Young people continue to shift their viewing activities to digital video, according to a report released by Nielsen today. Since the second quarter of 2012, Americans between the ages of 18 and 34 have increased their video viewing by 16 minutes a day and decreased TV watching by 10 minutes. But while millennials may be leading the charge to non-traditional view, it’s not solely a youth movement. 

According to Nielsen’s Q2 Cross-Platform Report, per capita TV watching among all age groups declined four hours a month in the past year, while watching videos on PCs and smartphones increased by more than four hours. Gross viewing time still largely favors TV—142 hours a month to 12 for digital video—but Nielsen sees video’s growth as a long-term trend. 
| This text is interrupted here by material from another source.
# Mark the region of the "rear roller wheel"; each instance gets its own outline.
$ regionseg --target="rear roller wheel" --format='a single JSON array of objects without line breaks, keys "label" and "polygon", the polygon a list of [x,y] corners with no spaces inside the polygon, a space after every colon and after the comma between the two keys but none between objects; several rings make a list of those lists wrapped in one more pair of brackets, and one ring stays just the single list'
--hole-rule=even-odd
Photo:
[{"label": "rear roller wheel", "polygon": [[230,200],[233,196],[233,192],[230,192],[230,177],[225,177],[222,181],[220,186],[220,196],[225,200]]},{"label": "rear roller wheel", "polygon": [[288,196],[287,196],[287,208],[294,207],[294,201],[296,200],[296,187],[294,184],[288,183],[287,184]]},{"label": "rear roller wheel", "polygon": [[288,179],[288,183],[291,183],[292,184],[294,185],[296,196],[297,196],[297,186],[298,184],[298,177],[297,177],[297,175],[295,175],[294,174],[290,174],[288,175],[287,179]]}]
“It may have started with millennials, but the gap is narrowing between their viewing habits and those of older consumers,” says Dounia Turrill, Nielsen SVP of Insights. “They are showing growth in their adoption of smartphones and so viewing video content is becoming easier for everybody.” 
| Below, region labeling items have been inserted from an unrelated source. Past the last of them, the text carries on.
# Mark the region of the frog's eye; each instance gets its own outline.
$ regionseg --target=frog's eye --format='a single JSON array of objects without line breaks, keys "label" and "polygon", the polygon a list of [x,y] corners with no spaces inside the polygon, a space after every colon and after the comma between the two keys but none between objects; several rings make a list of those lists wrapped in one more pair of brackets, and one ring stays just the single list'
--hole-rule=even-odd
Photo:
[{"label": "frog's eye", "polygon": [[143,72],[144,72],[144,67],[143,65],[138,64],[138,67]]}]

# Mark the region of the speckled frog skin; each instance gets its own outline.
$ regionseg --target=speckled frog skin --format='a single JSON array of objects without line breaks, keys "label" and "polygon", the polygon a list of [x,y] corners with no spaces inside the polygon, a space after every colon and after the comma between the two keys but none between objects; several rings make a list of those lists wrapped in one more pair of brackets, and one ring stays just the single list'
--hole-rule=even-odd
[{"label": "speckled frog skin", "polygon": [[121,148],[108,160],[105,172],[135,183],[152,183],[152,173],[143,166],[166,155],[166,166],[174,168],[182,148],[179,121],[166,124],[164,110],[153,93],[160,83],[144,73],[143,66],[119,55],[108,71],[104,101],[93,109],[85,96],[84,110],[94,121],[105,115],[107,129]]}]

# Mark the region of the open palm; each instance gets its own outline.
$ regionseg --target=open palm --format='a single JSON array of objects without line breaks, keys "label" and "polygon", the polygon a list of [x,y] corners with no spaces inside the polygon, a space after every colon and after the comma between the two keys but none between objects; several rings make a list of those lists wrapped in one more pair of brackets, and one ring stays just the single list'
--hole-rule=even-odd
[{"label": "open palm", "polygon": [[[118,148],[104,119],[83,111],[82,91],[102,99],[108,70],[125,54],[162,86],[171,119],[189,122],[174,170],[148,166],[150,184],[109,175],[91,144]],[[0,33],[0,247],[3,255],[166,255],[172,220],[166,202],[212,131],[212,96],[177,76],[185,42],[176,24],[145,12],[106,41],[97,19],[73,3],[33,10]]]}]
Some of the disparities in viewing habits among age groups might be explained by lifestyle differences. People aged 35-49, who are more likely to be occupied with raising young children, watch 40 fewer hours of television a month than Americans aged 50-64. Their Internet video viewing habits, meanwhile, are not all that far apart; the younger group logs 12 hours a month to eight and a half hours for the older group. 

More and better content is playing a factor in video’s growing popularity, according to Turill. “Whether it’s on the smartphone or the computer, there is increased video content and longer form content,” she says. 

But it appears that a select group is consuming that long-form content, according to the Nielsen report. An average user in the top quintile watched 6 hours and 42 minutes of video a month in Q2, while the next highest segment watched only 1 hour and 10 minutes. Still, video viewing increased among all five groupings.